This Transition and Separation Agreement (the “Agreement”) is made by and between Patrick Plewman (“Executive”) and diaDexus, Inc., a Delaware corporation (the “Company”), effective as of eighth day following the date Executive signs this Agreement (the “Effective Date”) with reference to the following facts:

A. Executive’s employment with the Company will end effective upon the Termination Date (as defined below).

B. Executive and the Company want to end their relationship amicably and also to establish the obligations of the parties including, without limitation, all amounts due and owing to the Executive.

NOW, THEREFORE, in consideration of the mutual covenants and agreements hereinafter set forth, the parties agree as follows:

1. Termination Date. Executive acknowledges and agrees that his status as an employee and officer of the Company will end effective as of July 1, 2011 (the “Termination Date”). Executive also hereby resigns his membership and all positions that he holds on the Company’s Board of Directors effective as of the Termination Date.

2. Transition Consulting Services.

(a) Consulting Period. During the period of time (the “Consulting Period”) commencing on the Termination Date and ending on the eighteen-month anniversary of the Termination Date, Executive shall be available to provide services to the Company, on a non-exclusive basis, as a consultant and shall make himself available upon the Company’s request to provide transition services in Executive’s areas of expertise and work experience and responsibility (collectively, the “Transition Services”). The Transition Services shall not be unduly burdensome or interfere with Executive’s ability to engage in or obtain gainful employment. During the Consulting Period, Executive may become an employee or consultant of any other Company, provided that he remains in compliance with that certain Proprietary Information and Inventions Assignment Agreement entered into between Executive and the Company as of November 1, 1997 (the “Confidentiality Agreement”).

(b) Consulting Fees. In exchange for the performance of the Transition Services, Executive shall be entitled to receive the extended exercisability of Executive’s stock options as set forth in Section 4(c), eligibility for extended severance as set forth in Section 4(a) and the outplacement services set forth in Section 4(f).

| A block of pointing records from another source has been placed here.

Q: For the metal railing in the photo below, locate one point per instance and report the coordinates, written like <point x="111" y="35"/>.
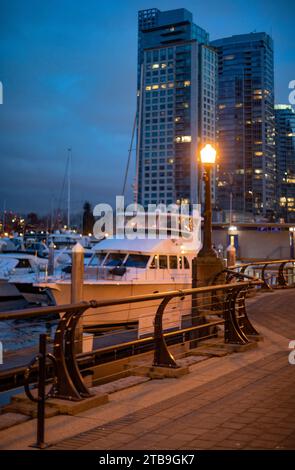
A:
<point x="274" y="273"/>
<point x="222" y="300"/>
<point x="225" y="301"/>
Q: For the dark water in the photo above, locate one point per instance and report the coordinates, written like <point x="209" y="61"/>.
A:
<point x="19" y="334"/>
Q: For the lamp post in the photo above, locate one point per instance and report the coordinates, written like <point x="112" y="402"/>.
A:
<point x="208" y="156"/>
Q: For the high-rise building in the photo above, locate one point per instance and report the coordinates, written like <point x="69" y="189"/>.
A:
<point x="285" y="157"/>
<point x="177" y="72"/>
<point x="246" y="139"/>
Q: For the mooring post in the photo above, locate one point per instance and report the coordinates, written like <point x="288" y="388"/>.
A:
<point x="41" y="393"/>
<point x="231" y="255"/>
<point x="77" y="289"/>
<point x="51" y="259"/>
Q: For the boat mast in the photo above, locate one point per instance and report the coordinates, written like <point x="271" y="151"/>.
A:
<point x="69" y="186"/>
<point x="140" y="94"/>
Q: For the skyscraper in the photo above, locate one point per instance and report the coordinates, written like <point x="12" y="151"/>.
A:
<point x="177" y="77"/>
<point x="246" y="140"/>
<point x="285" y="154"/>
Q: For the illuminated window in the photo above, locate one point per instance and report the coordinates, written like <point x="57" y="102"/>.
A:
<point x="183" y="139"/>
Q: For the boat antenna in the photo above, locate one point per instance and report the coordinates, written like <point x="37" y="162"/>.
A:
<point x="129" y="154"/>
<point x="69" y="186"/>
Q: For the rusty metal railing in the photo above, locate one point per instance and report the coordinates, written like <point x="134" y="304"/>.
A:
<point x="224" y="300"/>
<point x="272" y="272"/>
<point x="69" y="381"/>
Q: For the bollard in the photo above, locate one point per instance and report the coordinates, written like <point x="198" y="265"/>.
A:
<point x="77" y="279"/>
<point x="41" y="393"/>
<point x="231" y="253"/>
<point x="51" y="259"/>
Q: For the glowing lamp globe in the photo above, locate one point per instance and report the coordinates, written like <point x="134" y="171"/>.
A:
<point x="208" y="154"/>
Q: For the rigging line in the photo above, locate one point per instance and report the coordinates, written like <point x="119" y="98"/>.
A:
<point x="62" y="188"/>
<point x="129" y="154"/>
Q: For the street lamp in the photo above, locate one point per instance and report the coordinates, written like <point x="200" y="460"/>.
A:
<point x="208" y="156"/>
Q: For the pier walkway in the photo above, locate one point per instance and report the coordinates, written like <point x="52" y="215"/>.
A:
<point x="239" y="401"/>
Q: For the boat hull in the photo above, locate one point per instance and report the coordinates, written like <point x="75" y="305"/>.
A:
<point x="143" y="312"/>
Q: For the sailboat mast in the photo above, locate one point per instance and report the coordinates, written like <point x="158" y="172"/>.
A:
<point x="140" y="94"/>
<point x="69" y="186"/>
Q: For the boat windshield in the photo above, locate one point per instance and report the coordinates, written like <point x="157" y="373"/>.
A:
<point x="136" y="261"/>
<point x="115" y="259"/>
<point x="97" y="259"/>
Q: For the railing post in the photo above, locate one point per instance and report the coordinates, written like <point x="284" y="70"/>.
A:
<point x="77" y="279"/>
<point x="162" y="357"/>
<point x="281" y="278"/>
<point x="232" y="331"/>
<point x="265" y="283"/>
<point x="41" y="397"/>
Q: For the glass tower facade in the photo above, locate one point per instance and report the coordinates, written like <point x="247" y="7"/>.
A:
<point x="177" y="72"/>
<point x="246" y="134"/>
<point x="285" y="152"/>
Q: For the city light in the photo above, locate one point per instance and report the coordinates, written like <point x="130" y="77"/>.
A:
<point x="208" y="155"/>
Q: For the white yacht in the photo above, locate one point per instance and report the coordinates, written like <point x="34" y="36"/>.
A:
<point x="122" y="268"/>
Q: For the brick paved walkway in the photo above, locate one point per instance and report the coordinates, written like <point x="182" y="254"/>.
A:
<point x="250" y="408"/>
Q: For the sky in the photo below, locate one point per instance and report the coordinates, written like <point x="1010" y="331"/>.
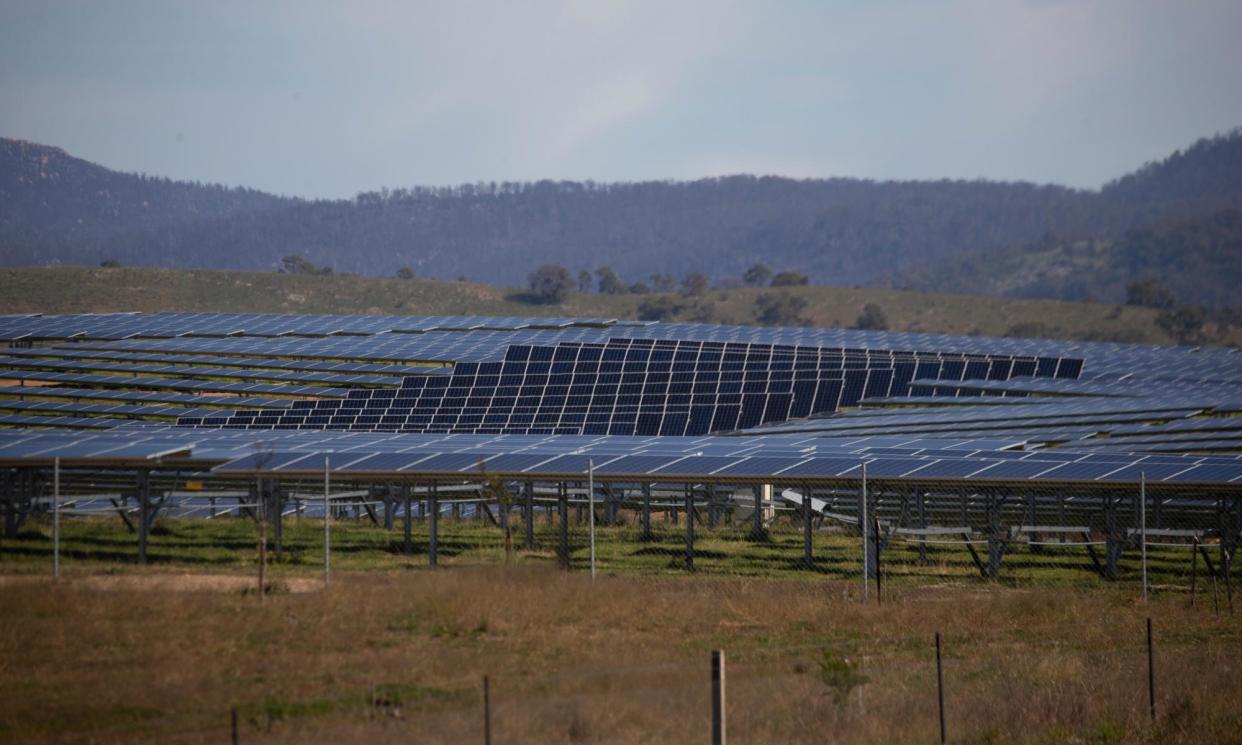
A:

(c) Benefits. As an independent contractor, Executive understands and agrees that while performing any services for the Company after the Termination Date Executive shall not be eligible to participate in or accrue benefits under any Company benefit plan for which status as an employee of the Company is a condition of such participation or accrual. To the extent that Executive were deemed eligible to participate, as an employee, in any Company benefit plan, he hereby waives his participation.

(d) Independent Contractor Status. Executive and the Company acknowledge and agree that, during the Consulting Period, Executive shall be an independent contractor. During the Consulting Period and thereafter, Executive shall not be an agent or employee of the Company and shall not be authorized to act on behalf of the Company.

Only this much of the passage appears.